Da endlich kommt jene Begegnung, die für ihn Schicksalswende und Erkenntnis ist, er lernt Olivier, den Bruder Antoinettes kennen, den wahren Franzosen. Und wie Dante, von Virgil belehrt, durch immer neue Kreise des Erkennens wandert, so entdeckt er, geführt von seiner »seelenkundigen Intelligenz«, mit Staunen, daß hinter diesem Vorhang von Lärm, hinter diesen schreienden Fassaden eine Elite in der Stille arbeitet. Er sieht das Werk von Dichtern, deren Namen nie genannt werden in den Tageszeitungen, sieht das Volk, die vielen stillen, anständigen Menschen, die abgesondert von dem Getümmel ihr Werk tun, jeder für sich. Er erkennt den neuen Idealismus eines Frankreich, das an der Niederlage seelisch stark geworden ist. Zorn und Erbitterung ist sein erstes Gefühl bei dieser Entdeckung. »Ich verstehe euch nicht,« schreit er den sanften Olivier an, »ihr lebt in dem schönsten Land, seid wundervoll begabt, habt den menschlichsten Sinn und wißt damit nichts anzufangen. Ihr laßt euch von einer Handvoll Lumpen beherrschen und mit Füßen treten. Steht doch auf, tut euch zusammen, fegt euer Haus rein!« Der erste, der natürlichste Gedanke des Deutschen ist Organisation, der Zusammenschluß der guten Elemente, der erste Gedanke des Starken der Kampf. Aber gerade die Besten in Frankreich beharren darauf, abseits zu bleiben: irgendeine geheimnisvolle Klarheit einerseits, eine leichte Resignation andererseits, jener Tropfen Pessimismus in der Klugheit, den Renan am sinnfälligsten ausdrückt, schreckt sie vom Kampf zurück. Sie wollen nicht handeln, und das allerschwerste ist, sie zu veranlassen, gemeinsam zu handeln: »sie sind zu klug, sie sehen den Rückschlag vor dem Kampf«, sie haben nicht den deutschen Optimismus, und darum bleiben sie alle isoliert und einsam, die einen aus Vorsicht, die anderen aus Stolz. Irgend etwas von einem »Stubenhockergeist« ist in ihnen, und Johann Christof sieht es am besten im eigenen Haus. In jedem Stockwerk wohnen anständige Leute, die sich wundervoll miteinander verständigen könnten, aber sie schließen sich gegeneinander ab. Zwanzig Jahre gehen sie auf den Treppen aneinander vorüber, ohne sich zu kennen oder sich umeinander zu kümmern und so ahnen sich die besten unter den Künstlern nicht.

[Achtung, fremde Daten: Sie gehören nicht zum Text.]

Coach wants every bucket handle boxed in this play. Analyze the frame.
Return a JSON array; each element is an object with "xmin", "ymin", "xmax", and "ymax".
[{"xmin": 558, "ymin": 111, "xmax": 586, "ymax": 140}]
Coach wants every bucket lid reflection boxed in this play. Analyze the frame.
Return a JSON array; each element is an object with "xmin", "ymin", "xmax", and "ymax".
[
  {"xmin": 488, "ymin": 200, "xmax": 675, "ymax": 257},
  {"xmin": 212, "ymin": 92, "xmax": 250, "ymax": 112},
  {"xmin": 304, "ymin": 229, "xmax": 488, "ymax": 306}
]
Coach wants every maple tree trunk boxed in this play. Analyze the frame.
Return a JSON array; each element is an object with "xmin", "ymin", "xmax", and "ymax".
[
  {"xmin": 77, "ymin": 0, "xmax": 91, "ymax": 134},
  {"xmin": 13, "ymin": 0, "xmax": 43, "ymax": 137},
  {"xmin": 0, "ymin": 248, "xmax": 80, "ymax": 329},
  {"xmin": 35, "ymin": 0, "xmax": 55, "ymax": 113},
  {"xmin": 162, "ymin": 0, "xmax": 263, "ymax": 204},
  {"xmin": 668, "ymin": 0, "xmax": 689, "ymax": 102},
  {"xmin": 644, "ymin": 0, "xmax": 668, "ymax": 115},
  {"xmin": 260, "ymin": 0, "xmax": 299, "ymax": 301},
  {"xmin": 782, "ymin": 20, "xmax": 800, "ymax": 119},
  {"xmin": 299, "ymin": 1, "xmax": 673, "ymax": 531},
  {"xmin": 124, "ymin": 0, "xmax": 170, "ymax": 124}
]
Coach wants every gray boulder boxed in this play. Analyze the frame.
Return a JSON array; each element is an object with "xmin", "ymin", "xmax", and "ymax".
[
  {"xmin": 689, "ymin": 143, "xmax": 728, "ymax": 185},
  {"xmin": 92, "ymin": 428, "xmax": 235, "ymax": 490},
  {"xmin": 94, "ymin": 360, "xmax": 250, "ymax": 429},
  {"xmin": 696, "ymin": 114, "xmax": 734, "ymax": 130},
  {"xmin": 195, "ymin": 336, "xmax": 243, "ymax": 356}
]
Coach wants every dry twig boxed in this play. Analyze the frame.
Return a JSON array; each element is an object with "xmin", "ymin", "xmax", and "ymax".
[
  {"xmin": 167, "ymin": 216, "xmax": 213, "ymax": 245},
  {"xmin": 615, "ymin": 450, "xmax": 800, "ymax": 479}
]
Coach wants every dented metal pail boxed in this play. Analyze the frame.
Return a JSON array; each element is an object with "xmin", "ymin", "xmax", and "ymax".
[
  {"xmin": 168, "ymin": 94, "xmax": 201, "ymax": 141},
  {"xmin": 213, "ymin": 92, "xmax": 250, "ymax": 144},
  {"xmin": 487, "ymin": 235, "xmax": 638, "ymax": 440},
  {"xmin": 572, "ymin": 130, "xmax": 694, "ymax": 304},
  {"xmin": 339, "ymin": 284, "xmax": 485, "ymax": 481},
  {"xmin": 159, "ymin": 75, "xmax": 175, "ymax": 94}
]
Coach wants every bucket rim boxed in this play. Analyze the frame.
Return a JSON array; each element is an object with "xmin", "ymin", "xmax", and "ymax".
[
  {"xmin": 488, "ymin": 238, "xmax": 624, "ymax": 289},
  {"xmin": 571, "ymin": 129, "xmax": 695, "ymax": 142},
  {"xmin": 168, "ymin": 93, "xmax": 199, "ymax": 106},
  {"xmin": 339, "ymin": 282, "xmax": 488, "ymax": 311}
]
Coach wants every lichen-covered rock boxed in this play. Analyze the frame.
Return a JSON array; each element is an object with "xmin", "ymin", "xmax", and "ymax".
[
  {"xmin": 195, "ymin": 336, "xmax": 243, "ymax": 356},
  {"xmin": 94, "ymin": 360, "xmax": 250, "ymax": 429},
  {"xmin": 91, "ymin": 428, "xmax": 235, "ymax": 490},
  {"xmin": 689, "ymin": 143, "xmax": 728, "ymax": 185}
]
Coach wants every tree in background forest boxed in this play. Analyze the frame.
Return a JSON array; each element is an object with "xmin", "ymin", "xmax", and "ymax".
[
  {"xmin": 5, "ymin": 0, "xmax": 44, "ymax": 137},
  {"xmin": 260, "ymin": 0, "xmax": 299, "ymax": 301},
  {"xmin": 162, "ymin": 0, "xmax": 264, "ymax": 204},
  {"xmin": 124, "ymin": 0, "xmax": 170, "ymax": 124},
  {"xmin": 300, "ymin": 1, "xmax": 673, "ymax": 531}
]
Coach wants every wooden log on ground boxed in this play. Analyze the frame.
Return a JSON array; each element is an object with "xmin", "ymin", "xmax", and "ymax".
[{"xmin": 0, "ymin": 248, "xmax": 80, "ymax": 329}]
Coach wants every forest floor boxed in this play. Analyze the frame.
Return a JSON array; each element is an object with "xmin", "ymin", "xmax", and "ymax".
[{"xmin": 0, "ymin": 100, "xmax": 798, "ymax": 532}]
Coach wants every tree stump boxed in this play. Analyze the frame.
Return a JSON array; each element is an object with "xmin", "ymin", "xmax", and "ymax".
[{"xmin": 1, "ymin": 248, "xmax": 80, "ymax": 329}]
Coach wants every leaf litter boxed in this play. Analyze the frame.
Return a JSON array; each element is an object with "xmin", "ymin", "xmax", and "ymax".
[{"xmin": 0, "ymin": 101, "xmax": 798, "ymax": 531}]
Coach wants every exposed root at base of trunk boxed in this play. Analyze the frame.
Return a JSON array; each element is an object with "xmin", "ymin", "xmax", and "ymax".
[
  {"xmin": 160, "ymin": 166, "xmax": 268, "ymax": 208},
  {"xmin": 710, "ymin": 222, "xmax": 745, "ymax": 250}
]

Da erkennt nun plötzlich Johann Christof in Vorteil und Gefahr den wesentlichen Gedanken des französischen Volkes: die Freiheit. Jeder will frei sein, keiner sich binden. Sie verschwenden unerhörte Quantitäten von Kraft, indem sie, jeder für sich, den ganzen Zeitkampf auskämpfen, aber sie lassen sich nicht organisieren, nicht zusammenspannen. Wird ihre Tatkraft auch von ihrer Vernunft gelähmt, so bleibt sie doch frei in ihren Gedanken, und so bleiben sie einerseits befähigt, alles Revolutionäre mit der religiösen Inbrunst des Einsamen zu durchdringen, andererseits ihren Glauben immer wieder revolutionär zu erneuern. Diese ihre Konsequenz ist ihre Rettung, denn sie bewahrt sie vor der Ordnung, die sie starr macht, vor der Mechanisierung, die vereinheitlicht. Johann Christof begreift, daß die lärmende Jahrmarktsbude nur da ist, um die Gleichgültigen anzulocken und den wahrhaft Tätigen ihre schöpferische Einsamkeit zu lassen. Er sieht, daß dieser Lärm als Anfeuerung zur Arbeit für das französische Temperament Bedürfnis ist, daß die scheinbare Inkonsequenz in den Gedanken eine rhythmische Form beständiger Erneuerung ist. Sein erster Eindruck war, wie der so vieler Deutscher, die Franzosen seien fertig. Nach zwanzig Jahren erkennt er, daß er richtig gesehen und sie immer fertig waren, um immer neu anzufangen, daß in diesem scheinbar widerspruchsvollen Geist eine geheimnisvolle Ordnung waltet, eine andere wie im deutschen Wesen, und eine andere Freiheit. Und der Weltbürger, der keiner Nation mehr die Prägung seiner eigenen aufzwingen möchte, sieht lächelnd und froh die ewige Verschiedenheit der Rassen, aus denen sich, wie aus den sieben Farben des Spektrums, das Licht der Welt, die wundervolle Vielfalt des ewig Gemeinsamen, der ganzen Menschheit zusammenfügt.